Je connais aussi un homme qui ne peut supporter de voir manger ni qu'on le voie manger, et il cherche à éviter toute présence, plus quand il s'emplit que s'il se vide.
Dans l'Empire du Grand Turc on voit un grand nombre d'hommes qui, pour exceller sur les autres, ne se laissent jamais voir quand ils prennent leur repas, qui n'en font qu'un dans la semaine, qui se déchiquettent et se balafrent la face et les membres, qui ne parlent jamais à personne. Ce ne sont là que des fanatiques qui pensent honorer leur nature en se dénaturant, qui s'estiment de se mépriser et croient s'améliorer en se détériorant.

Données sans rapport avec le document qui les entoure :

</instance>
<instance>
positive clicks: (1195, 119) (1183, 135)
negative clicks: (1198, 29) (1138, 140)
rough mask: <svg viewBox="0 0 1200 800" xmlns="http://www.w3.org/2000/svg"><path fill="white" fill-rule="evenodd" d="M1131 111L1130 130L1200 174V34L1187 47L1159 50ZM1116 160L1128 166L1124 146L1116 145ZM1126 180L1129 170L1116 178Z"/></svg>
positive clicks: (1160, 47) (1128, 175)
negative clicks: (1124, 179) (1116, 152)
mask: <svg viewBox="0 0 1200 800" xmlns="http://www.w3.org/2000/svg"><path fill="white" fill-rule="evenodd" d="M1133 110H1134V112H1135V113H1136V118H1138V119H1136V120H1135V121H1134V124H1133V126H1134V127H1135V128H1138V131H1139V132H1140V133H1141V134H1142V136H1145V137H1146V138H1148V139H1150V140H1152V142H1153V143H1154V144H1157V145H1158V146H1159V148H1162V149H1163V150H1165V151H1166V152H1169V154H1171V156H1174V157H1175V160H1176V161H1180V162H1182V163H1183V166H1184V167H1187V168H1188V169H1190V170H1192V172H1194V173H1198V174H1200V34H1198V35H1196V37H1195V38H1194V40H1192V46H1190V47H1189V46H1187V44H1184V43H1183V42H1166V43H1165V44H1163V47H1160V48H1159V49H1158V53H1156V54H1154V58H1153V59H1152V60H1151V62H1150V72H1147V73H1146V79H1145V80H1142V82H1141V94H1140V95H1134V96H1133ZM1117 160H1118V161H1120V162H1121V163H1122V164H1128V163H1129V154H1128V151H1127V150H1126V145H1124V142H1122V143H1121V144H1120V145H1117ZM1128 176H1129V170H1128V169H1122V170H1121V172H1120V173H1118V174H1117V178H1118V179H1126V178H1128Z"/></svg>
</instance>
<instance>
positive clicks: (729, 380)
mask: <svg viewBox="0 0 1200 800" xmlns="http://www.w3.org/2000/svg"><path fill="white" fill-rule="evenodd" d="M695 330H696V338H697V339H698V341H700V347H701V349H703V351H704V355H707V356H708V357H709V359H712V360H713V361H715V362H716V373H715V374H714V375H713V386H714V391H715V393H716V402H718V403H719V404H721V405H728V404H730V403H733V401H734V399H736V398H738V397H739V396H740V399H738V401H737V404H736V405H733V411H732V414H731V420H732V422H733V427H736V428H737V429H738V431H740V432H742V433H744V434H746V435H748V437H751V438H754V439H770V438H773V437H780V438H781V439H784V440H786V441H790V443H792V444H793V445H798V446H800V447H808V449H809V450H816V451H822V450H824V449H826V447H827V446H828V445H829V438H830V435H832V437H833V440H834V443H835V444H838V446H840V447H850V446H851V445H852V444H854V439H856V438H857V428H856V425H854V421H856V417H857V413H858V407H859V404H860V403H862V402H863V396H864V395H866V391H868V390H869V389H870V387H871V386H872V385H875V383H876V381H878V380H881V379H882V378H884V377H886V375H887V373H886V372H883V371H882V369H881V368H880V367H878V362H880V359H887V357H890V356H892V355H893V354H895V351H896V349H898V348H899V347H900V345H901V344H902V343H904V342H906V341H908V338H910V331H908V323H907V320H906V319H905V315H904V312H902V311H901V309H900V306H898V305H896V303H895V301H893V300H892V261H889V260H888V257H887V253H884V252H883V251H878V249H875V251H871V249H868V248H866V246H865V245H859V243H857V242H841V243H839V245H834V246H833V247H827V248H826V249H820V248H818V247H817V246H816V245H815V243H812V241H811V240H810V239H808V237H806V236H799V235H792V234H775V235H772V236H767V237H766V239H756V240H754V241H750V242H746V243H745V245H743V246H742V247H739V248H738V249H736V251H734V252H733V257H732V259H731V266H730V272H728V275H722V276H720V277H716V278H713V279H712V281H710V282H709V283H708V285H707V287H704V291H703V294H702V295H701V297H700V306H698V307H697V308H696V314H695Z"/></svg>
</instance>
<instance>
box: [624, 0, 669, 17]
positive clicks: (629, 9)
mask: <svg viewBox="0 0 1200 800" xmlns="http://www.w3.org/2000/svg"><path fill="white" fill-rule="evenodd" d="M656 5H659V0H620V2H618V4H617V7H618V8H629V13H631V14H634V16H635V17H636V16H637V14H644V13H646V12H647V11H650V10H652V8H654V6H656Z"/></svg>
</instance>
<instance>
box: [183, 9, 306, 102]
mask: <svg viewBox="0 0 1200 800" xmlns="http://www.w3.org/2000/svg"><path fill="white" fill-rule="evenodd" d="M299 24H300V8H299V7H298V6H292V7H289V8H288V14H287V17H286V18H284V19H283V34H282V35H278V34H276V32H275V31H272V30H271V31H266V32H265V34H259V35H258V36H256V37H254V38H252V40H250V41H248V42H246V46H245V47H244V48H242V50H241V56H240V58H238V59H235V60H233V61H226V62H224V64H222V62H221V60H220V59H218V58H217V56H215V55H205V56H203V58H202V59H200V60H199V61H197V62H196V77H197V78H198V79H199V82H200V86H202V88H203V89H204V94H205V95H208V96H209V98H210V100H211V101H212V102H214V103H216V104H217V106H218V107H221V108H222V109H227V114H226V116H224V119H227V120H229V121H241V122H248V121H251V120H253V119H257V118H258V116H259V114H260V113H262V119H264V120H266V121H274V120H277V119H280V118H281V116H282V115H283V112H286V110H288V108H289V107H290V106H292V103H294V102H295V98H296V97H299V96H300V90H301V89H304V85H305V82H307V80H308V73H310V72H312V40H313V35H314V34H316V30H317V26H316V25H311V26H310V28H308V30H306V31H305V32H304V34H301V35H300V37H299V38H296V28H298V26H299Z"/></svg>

Michel de Montaigne, in Essais.
En écoutant ce texte ce matin, je pensais que finalement, je n'aimais pas trop non plus que l'on me voie manger. Je connais une amie qui m'aurait encore dit ce soir, si elle m'avait vue : "toi, tu es courageuse, tu ne crains pas d'aller toute seule au restaurant". Eh oui! je n'ai pas craint pas de me "montrer en public" en train de "mâcher" et de mettre mes doigts - avec grâce - dans mon chaudron de moules! Il faut reconnaître que le test du restaurant lors d'une rencontre amoureuse peut être fatal!
Ce soir j'ai assisté à une projection vidéo sur un artiste étonnant sur lequel je reviendrai : Guy de Cointet. Il m'a donné faim, il était tard, j'avais envie de mettre les pieds sous la table. Oui, je sais, c'est mieux à deux mais "mieux vaut être seule que..." blablabla! Et puis, dans ma tête je ne suis jamais seule. De plus, la brasserie était pleine, et les moules à l'andouille (je n'invente rien) délicieuses!